Buchet unika rozkładówek, choć jedna, prawie się pojawiła w Aktualizacji. Prawie, bo duża ilustracja i tak jest uzupełniona o kilka mniejszych kadrów. Zazwyczaj strona dzielona jest na około dziesięć klatek, w różnych konfiguracjach. Każdy obrazek obdarzony jest dużą ilością szczegółów, przez co Armada jest komiksem, który czytam, trzymając bardzo blisko nosa. Nie kojarzę, aby jakikolwiek inny album lądował tak blisko mojej twarzy. W tym cyklu zresztą wszystkiego jest dużo, statków, planet, technologii, ras. Rozmaitość na każdym kroku, kombinacji i potencjalnych wątków jest jeszcze na przynajmniej drugą taką liczbę tomów.
Zyskanie świadomości
Czuć, że Morvan na poważnie rozważał zakończenie serii. W Zatrzymanych w czasie pokazana jest nawet śmierć Navis, choć w sposób niewpływający na główną linię wydarzeń. W połowie pierwszej historii Navis jest o krok od zyskania świadomości, że jest postacią z komiksu, choć krążące wkoło twarzy głównej bohaterki pędzelki okazują się narzędziami do wykonania portretu.
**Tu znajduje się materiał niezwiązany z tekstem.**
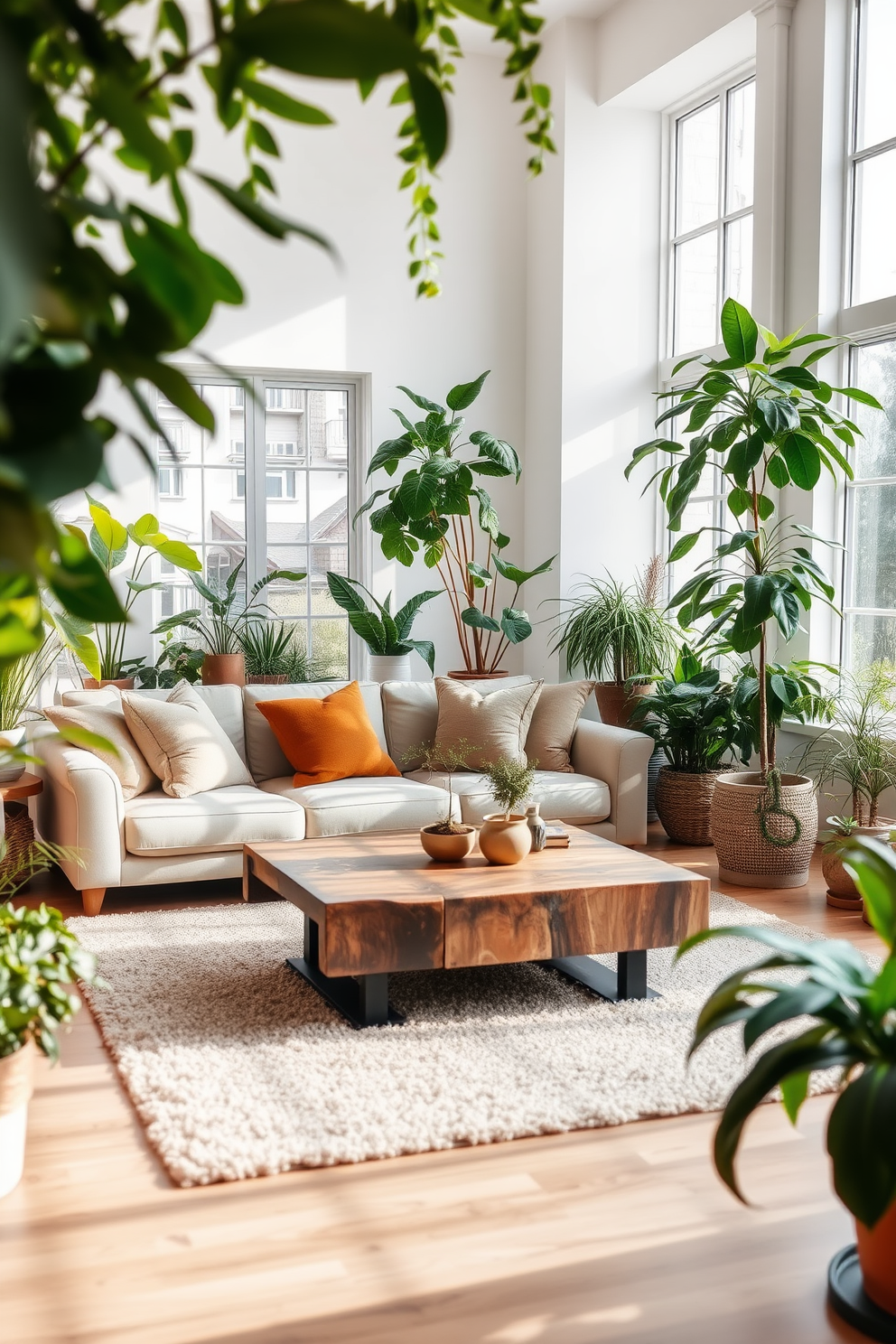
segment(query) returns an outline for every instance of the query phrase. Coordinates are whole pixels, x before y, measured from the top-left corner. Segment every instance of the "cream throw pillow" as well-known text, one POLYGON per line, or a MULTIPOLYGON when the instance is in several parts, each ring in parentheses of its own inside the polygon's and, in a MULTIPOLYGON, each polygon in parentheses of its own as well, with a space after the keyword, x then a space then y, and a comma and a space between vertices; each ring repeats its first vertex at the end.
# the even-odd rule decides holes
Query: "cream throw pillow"
POLYGON ((172 798, 253 782, 236 747, 185 681, 167 700, 122 691, 121 703, 137 746, 172 798))
POLYGON ((474 749, 467 757, 472 770, 501 758, 525 765, 525 738, 540 692, 541 681, 528 681, 480 695, 462 681, 437 676, 435 746, 458 747, 467 742, 474 749))
POLYGON ((572 774, 572 735, 592 689, 594 681, 560 681, 541 687, 525 739, 525 754, 539 762, 540 770, 572 774))
POLYGON ((118 775, 125 800, 136 798, 137 794, 146 793, 148 789, 154 789, 159 784, 128 728, 121 703, 82 704, 66 708, 52 706, 43 712, 44 718, 56 728, 81 728, 87 732, 98 732, 106 742, 111 742, 116 753, 103 751, 101 747, 87 746, 83 742, 78 742, 75 746, 105 761, 109 769, 118 775))

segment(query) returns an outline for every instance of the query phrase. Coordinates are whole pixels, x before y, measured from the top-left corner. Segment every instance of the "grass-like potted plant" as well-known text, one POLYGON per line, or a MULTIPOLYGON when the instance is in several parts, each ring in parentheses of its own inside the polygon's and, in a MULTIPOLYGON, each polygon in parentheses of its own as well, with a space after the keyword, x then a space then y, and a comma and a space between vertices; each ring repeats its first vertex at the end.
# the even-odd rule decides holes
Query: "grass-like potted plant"
POLYGON ((420 827, 420 844, 430 859, 437 863, 459 863, 476 844, 476 827, 465 821, 454 820, 454 789, 453 780, 457 770, 467 769, 467 758, 473 750, 472 743, 462 738, 457 742, 438 746, 435 742, 423 742, 410 747, 403 761, 414 769, 429 770, 430 775, 446 775, 447 788, 445 790, 445 817, 434 821, 429 827, 420 827))
POLYGON ((486 378, 488 372, 472 383, 458 383, 445 406, 399 388, 426 417, 412 423, 402 411, 394 411, 403 434, 380 444, 367 474, 382 468, 394 476, 400 466, 400 480, 373 491, 355 515, 357 521, 372 509, 371 528, 387 559, 410 566, 422 550, 423 563, 438 573, 449 595, 463 659, 463 668, 449 676, 477 680, 506 676, 500 664, 509 645, 532 634, 528 614, 517 606, 520 590, 536 574, 545 574, 556 559, 521 570, 502 555, 510 538, 501 531, 492 496, 480 478, 512 476, 519 481, 520 460, 509 444, 486 430, 465 437, 459 414, 477 399, 486 378), (373 508, 383 496, 387 503, 373 508), (500 589, 506 599, 498 601, 500 589))
MULTIPOLYGON (((77 853, 32 841, 7 864, 0 839, 0 896, 8 898, 36 872, 77 853)), ((0 1196, 21 1177, 28 1101, 38 1051, 59 1058, 55 1031, 81 1007, 75 980, 102 985, 91 953, 79 946, 58 910, 15 910, 0 905, 0 1196)))
POLYGON ((305 578, 304 570, 269 570, 243 599, 239 575, 244 563, 240 560, 224 583, 207 583, 191 574, 191 582, 204 599, 206 610, 191 607, 188 612, 176 612, 160 621, 153 630, 153 634, 167 634, 168 630, 183 626, 199 636, 206 649, 201 663, 203 685, 246 684, 243 638, 249 626, 267 614, 267 607, 261 601, 262 591, 277 579, 301 583, 305 578))
POLYGON ((656 805, 670 840, 712 844, 712 794, 727 758, 750 762, 752 734, 735 707, 735 689, 717 668, 704 667, 686 646, 672 676, 660 677, 631 711, 631 726, 662 747, 656 805))
MULTIPOLYGON (((803 692, 787 668, 770 668, 768 636, 774 624, 785 642, 791 640, 801 612, 818 598, 832 603, 834 589, 806 544, 823 538, 789 519, 771 521, 776 505, 768 491, 789 484, 811 491, 822 466, 852 477, 842 446, 853 445, 861 430, 833 410, 833 396, 877 409, 880 403, 860 388, 832 387, 813 374, 809 366, 833 349, 836 339, 798 332, 778 339, 732 298, 721 312, 721 336, 725 359, 682 360, 673 379, 695 363, 703 366, 699 375, 661 394, 669 406, 657 427, 682 419, 689 442, 654 438, 642 444, 626 474, 653 454, 669 458, 656 476, 672 532, 681 530, 688 501, 709 465, 728 487, 728 508, 739 530, 725 532, 669 605, 682 628, 708 621, 707 640, 755 657, 755 667, 748 668, 752 687, 744 681, 743 696, 755 691, 759 770, 732 771, 716 781, 712 833, 721 875, 747 886, 802 886, 818 832, 814 786, 807 777, 779 770, 770 707, 776 700, 782 715, 790 712, 803 692)), ((669 559, 686 555, 704 531, 681 536, 669 559)))
POLYGON ((676 660, 681 630, 660 610, 662 563, 652 562, 633 586, 607 575, 587 579, 553 630, 551 652, 563 652, 567 671, 582 668, 596 679, 595 698, 604 723, 623 728, 635 698, 650 679, 676 660), (641 679, 638 681, 638 679, 641 679))
POLYGON ((489 863, 519 863, 532 848, 532 832, 520 804, 528 798, 537 761, 512 761, 500 757, 481 766, 501 812, 486 812, 480 827, 480 849, 489 863))
POLYGON ((441 589, 418 593, 400 610, 392 613, 391 593, 387 593, 384 602, 377 602, 357 579, 348 579, 332 571, 326 575, 326 585, 336 605, 348 612, 348 624, 371 650, 373 681, 412 681, 411 653, 415 650, 430 673, 435 671, 435 645, 430 640, 412 640, 411 629, 423 603, 439 597, 441 589), (375 612, 369 609, 361 593, 367 593, 376 607, 375 612))
MULTIPOLYGON (((811 1073, 841 1070, 840 1094, 827 1121, 834 1189, 856 1219, 864 1292, 891 1316, 889 1335, 873 1329, 868 1333, 873 1339, 892 1339, 896 1333, 896 855, 868 839, 852 839, 842 853, 865 898, 870 922, 887 945, 880 970, 872 969, 849 942, 806 943, 768 926, 705 929, 684 942, 677 956, 708 938, 750 938, 770 949, 770 956, 736 972, 704 1004, 692 1054, 715 1031, 736 1021, 743 1023, 747 1051, 772 1027, 802 1020, 798 1035, 767 1047, 754 1059, 719 1124, 716 1171, 739 1199, 743 1195, 735 1156, 751 1113, 780 1087, 787 1114, 795 1122, 811 1073), (797 985, 767 974, 782 966, 805 969, 807 974, 797 985)), ((841 1251, 830 1266, 837 1309, 844 1308, 845 1270, 850 1261, 854 1263, 854 1247, 841 1251)), ((850 1318, 862 1328, 861 1320, 850 1318)))

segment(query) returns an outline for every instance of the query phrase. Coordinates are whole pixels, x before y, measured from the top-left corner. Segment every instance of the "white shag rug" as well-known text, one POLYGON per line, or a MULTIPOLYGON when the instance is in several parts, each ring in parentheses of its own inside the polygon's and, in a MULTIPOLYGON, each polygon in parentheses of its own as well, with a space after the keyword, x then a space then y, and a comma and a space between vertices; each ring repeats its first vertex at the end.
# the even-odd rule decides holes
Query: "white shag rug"
MULTIPOLYGON (((711 922, 819 937, 719 894, 711 922)), ((674 968, 673 949, 650 952, 662 997, 622 1004, 531 964, 406 972, 390 977, 406 1024, 355 1031, 286 968, 302 950, 286 902, 69 926, 111 985, 90 1007, 179 1185, 719 1110, 744 1071, 740 1032, 688 1064, 693 1025, 764 950, 724 938, 674 968)))

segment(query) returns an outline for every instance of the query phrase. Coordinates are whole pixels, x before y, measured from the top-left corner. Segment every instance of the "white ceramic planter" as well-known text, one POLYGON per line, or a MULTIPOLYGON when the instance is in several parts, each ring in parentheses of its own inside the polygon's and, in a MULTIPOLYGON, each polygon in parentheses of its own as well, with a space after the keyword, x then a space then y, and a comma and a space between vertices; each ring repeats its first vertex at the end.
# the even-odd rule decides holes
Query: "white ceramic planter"
POLYGON ((34 1054, 28 1042, 0 1059, 0 1199, 21 1180, 26 1160, 28 1099, 34 1089, 34 1054))
POLYGON ((399 653, 396 657, 386 657, 383 653, 371 653, 371 681, 412 681, 411 655, 399 653))
MULTIPOLYGON (((17 728, 7 728, 0 732, 0 738, 5 738, 13 747, 20 747, 24 745, 26 732, 26 724, 20 723, 17 728)), ((13 784, 24 773, 24 762, 11 761, 7 751, 0 751, 0 784, 13 784)))

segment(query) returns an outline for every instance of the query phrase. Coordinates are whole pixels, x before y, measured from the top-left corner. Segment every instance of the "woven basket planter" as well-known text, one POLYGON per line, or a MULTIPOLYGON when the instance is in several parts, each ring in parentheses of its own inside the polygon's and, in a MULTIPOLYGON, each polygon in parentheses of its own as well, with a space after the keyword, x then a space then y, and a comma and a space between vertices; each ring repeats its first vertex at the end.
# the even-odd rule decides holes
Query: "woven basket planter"
MULTIPOLYGON (((802 774, 782 775, 780 806, 799 823, 794 844, 774 844, 759 827, 756 808, 766 793, 762 777, 750 770, 720 774, 712 796, 712 843, 719 876, 739 887, 803 887, 818 836, 815 785, 802 774)), ((789 839, 797 829, 790 816, 770 814, 772 836, 789 839)))
POLYGON ((670 840, 712 844, 709 818, 719 770, 689 774, 665 765, 657 780, 657 812, 670 840))

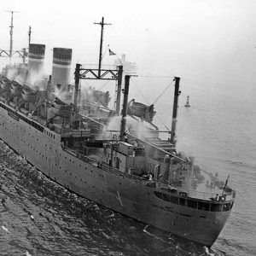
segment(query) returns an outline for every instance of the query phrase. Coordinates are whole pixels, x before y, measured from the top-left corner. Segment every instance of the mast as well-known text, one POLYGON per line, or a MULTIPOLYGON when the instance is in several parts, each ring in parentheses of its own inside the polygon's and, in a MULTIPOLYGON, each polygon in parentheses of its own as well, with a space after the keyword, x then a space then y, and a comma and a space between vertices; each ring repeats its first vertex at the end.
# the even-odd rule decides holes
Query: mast
POLYGON ((11 13, 11 25, 9 26, 9 64, 12 63, 12 57, 13 57, 13 33, 14 33, 14 13, 16 13, 15 11, 6 11, 7 13, 11 13))
POLYGON ((81 64, 76 64, 75 70, 75 91, 73 96, 73 104, 75 112, 79 112, 79 80, 80 80, 80 67, 81 64))
POLYGON ((29 44, 30 44, 30 42, 31 42, 31 26, 29 26, 27 33, 28 33, 28 49, 29 49, 29 44))
POLYGON ((118 73, 118 79, 117 79, 118 84, 117 84, 117 90, 116 90, 116 106, 115 106, 116 115, 119 115, 119 112, 120 112, 122 79, 123 79, 123 66, 119 66, 119 73, 118 73))
POLYGON ((173 146, 176 146, 177 137, 176 137, 176 125, 177 125, 177 99, 181 91, 179 90, 179 80, 180 78, 175 77, 175 89, 174 89, 174 100, 173 100, 173 109, 172 109, 172 122, 171 131, 171 143, 173 146))
POLYGON ((101 25, 102 32, 101 32, 101 44, 100 44, 100 55, 99 55, 99 67, 98 67, 98 79, 101 78, 101 69, 102 69, 102 44, 103 44, 103 29, 104 25, 112 25, 110 23, 104 23, 104 17, 102 19, 102 22, 94 24, 101 25))
POLYGON ((125 137, 127 103, 128 103, 130 78, 131 78, 131 75, 125 75, 125 77, 124 103, 123 103, 121 129, 120 129, 120 141, 121 142, 124 142, 125 137))

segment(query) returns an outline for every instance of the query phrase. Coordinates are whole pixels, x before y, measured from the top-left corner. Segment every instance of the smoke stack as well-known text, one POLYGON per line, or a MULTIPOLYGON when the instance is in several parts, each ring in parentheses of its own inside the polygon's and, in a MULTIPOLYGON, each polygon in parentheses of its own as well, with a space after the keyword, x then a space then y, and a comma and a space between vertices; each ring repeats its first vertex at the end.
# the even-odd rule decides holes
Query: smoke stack
POLYGON ((43 75, 44 61, 45 45, 38 44, 30 44, 28 52, 28 80, 43 75))
POLYGON ((54 48, 51 84, 61 92, 68 91, 71 59, 72 49, 54 48))

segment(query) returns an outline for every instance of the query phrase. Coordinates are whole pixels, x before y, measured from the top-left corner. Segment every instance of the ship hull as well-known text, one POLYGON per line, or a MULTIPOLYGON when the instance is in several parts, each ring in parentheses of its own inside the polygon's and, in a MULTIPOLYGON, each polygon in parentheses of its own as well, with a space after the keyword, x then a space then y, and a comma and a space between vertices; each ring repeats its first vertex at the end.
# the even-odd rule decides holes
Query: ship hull
POLYGON ((149 181, 97 166, 62 148, 61 136, 0 103, 0 138, 44 175, 106 207, 211 247, 230 212, 206 212, 160 200, 149 181))

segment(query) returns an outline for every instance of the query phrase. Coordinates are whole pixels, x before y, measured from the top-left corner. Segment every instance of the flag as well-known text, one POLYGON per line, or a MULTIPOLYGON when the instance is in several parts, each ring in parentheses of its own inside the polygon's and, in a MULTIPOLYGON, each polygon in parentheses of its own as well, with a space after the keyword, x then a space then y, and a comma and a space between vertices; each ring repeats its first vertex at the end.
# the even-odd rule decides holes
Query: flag
POLYGON ((112 51, 110 49, 108 49, 108 52, 109 52, 109 55, 111 56, 111 55, 115 55, 116 54, 113 52, 113 51, 112 51))

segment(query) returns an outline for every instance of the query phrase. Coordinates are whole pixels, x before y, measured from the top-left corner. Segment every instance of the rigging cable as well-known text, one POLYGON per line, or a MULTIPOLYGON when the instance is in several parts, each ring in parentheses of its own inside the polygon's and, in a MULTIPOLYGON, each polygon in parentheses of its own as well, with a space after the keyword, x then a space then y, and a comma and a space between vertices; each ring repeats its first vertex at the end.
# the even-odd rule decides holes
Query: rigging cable
MULTIPOLYGON (((141 90, 138 89, 138 87, 137 86, 137 84, 133 81, 133 79, 131 79, 131 81, 132 82, 132 84, 135 85, 135 87, 137 88, 137 90, 138 90, 139 94, 143 96, 143 98, 144 99, 144 101, 147 102, 147 104, 150 105, 150 103, 147 101, 147 99, 144 97, 144 96, 143 95, 143 93, 141 92, 141 90)), ((168 84, 168 86, 164 90, 164 91, 166 90, 166 89, 172 84, 173 84, 173 82, 172 82, 171 84, 168 84)), ((155 102, 155 101, 154 101, 155 102)), ((170 131, 170 129, 166 125, 166 124, 161 120, 161 119, 160 118, 159 114, 156 113, 155 113, 155 117, 158 119, 158 120, 166 127, 166 129, 167 131, 170 131)))
POLYGON ((153 102, 153 104, 155 104, 158 100, 163 96, 163 94, 167 90, 167 89, 170 87, 171 84, 172 84, 173 82, 170 83, 166 88, 165 90, 159 95, 159 96, 154 100, 154 102, 153 102))

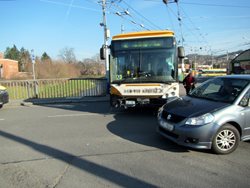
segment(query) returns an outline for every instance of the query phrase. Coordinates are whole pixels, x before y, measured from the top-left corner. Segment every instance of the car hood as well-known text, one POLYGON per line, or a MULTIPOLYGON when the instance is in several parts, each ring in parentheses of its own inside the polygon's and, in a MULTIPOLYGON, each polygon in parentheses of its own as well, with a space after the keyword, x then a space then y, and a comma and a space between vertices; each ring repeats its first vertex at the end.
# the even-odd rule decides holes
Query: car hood
POLYGON ((184 96, 168 102, 164 106, 164 110, 182 117, 197 117, 206 113, 213 113, 230 105, 218 101, 184 96))

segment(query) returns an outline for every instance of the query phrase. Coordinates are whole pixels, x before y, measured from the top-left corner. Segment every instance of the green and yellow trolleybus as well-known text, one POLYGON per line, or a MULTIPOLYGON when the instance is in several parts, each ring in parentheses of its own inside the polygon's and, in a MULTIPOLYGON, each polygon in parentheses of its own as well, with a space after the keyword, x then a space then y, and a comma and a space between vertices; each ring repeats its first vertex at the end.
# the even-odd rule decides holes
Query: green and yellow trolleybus
POLYGON ((162 105, 179 95, 178 60, 184 50, 174 32, 142 31, 113 36, 110 102, 114 107, 162 105))

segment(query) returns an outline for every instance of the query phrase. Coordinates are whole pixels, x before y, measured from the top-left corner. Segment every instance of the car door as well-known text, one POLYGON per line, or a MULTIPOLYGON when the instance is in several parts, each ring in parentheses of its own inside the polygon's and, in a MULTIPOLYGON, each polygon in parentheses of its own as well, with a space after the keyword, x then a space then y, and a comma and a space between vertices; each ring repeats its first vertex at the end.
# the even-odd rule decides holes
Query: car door
POLYGON ((244 109, 241 111, 241 114, 244 114, 244 125, 242 130, 242 138, 250 138, 250 89, 242 97, 240 101, 240 106, 244 109))

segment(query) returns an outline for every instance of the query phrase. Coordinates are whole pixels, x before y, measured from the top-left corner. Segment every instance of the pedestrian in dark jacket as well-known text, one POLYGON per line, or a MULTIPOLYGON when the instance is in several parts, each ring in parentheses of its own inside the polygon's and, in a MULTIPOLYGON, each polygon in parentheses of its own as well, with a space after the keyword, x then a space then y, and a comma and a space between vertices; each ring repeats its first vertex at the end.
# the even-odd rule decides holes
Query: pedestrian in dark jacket
POLYGON ((195 88, 195 77, 193 76, 193 73, 190 72, 183 80, 184 88, 186 89, 186 94, 188 94, 190 91, 192 91, 195 88))

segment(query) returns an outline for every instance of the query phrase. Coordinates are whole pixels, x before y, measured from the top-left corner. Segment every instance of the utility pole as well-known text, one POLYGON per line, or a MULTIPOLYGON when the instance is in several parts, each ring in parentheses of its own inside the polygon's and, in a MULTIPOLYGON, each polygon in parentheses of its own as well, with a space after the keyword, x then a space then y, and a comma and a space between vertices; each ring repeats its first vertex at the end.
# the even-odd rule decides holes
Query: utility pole
POLYGON ((34 93, 35 93, 35 98, 38 97, 38 89, 37 89, 37 82, 36 82, 36 74, 35 74, 35 54, 34 50, 31 50, 31 60, 32 60, 32 72, 33 72, 33 83, 34 83, 34 93))
POLYGON ((102 0, 102 26, 104 29, 104 51, 105 51, 105 67, 106 67, 106 79, 107 79, 107 91, 109 90, 109 53, 108 53, 108 39, 110 37, 109 30, 107 28, 107 19, 106 19, 106 0, 102 0))

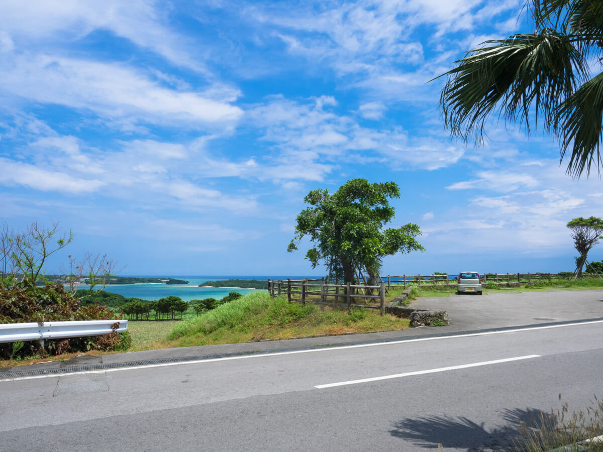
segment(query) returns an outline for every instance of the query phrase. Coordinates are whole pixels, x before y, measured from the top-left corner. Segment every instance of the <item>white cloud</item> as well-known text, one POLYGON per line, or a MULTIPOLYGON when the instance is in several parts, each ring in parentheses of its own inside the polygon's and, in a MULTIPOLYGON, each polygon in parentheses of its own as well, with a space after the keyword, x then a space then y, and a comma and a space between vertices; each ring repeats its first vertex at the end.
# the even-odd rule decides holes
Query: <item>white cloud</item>
POLYGON ((44 191, 86 193, 96 190, 104 184, 96 180, 73 177, 61 172, 39 168, 34 165, 0 157, 0 184, 23 186, 44 191))
MULTIPOLYGON (((441 133, 426 131, 427 136, 409 137, 400 127, 363 127, 350 116, 325 111, 322 105, 319 108, 310 102, 295 102, 282 96, 271 97, 266 103, 251 108, 247 116, 252 124, 265 131, 264 140, 276 143, 282 150, 278 160, 283 166, 295 162, 301 169, 320 159, 321 165, 327 165, 323 166, 325 174, 332 169, 330 162, 356 160, 358 155, 350 154, 350 151, 359 152, 362 161, 387 161, 391 168, 398 169, 445 168, 464 153, 462 148, 447 142, 447 137, 441 133), (362 155, 365 152, 370 155, 362 155)), ((316 164, 312 166, 317 168, 316 164)), ((294 169, 288 177, 304 174, 294 169)), ((321 180, 321 176, 318 180, 321 180)))
POLYGON ((446 188, 447 190, 487 189, 504 193, 522 187, 531 188, 538 185, 533 176, 525 173, 479 171, 478 177, 479 179, 456 182, 446 188))
POLYGON ((36 102, 92 110, 113 120, 198 128, 234 124, 242 114, 223 86, 204 93, 162 87, 119 64, 48 55, 16 57, 0 65, 0 89, 36 102))
POLYGON ((360 115, 367 119, 380 119, 383 118, 385 105, 380 102, 369 102, 358 107, 360 115))
MULTIPOLYGON (((110 30, 168 61, 205 72, 200 58, 185 49, 191 43, 162 22, 166 10, 152 0, 32 0, 24 7, 19 0, 0 6, 0 28, 24 40, 77 40, 95 30, 110 30)), ((195 46, 195 48, 197 46, 195 46)))

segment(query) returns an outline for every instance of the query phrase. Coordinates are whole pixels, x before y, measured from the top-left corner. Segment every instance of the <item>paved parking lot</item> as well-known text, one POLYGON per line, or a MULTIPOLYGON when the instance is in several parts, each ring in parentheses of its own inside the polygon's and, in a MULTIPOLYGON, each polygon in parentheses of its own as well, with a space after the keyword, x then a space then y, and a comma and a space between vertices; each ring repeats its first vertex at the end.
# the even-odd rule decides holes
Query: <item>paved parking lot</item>
POLYGON ((426 297, 411 303, 418 309, 448 313, 449 331, 481 330, 603 317, 603 290, 522 292, 426 297))

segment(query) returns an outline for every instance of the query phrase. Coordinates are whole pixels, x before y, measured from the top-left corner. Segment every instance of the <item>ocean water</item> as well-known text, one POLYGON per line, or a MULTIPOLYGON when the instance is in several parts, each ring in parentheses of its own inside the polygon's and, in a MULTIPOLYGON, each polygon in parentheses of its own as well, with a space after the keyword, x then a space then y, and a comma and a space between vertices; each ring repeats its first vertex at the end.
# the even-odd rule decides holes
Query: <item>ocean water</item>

Szkoda, choć trudno byłoby się z tego wycofać, mimo że przecież Fantastyczna Czwórka spotkała Jacka Kirby’ego, co nie uniemożliwiło dalszych przygód tej drużyny.
Turbo tempo w komiksie
Morvan dobrze kontroluje narrację, czasem strony aż spływają dialogami, ale bywa też, że to akcja zabiera pierwszy głos i wystarczy obraz, aby przekazać treść. Czasami jest to skrzyżowane, podczas przemówienia którejś z postaci, w tle coś już zaczyna się dziać, jak na przykład przy dialogu Głównego Przewodniczącego z Rib’Wundem, gdy wybrzmiewają jeszcze ostatnie słowa rozmowy, a już wykonuje się rozszczepienie jednostki centralnej konwoju, tak jakby następne wydarzenia nie mogły się już doczekać na rozpoczęcie następnej sceny.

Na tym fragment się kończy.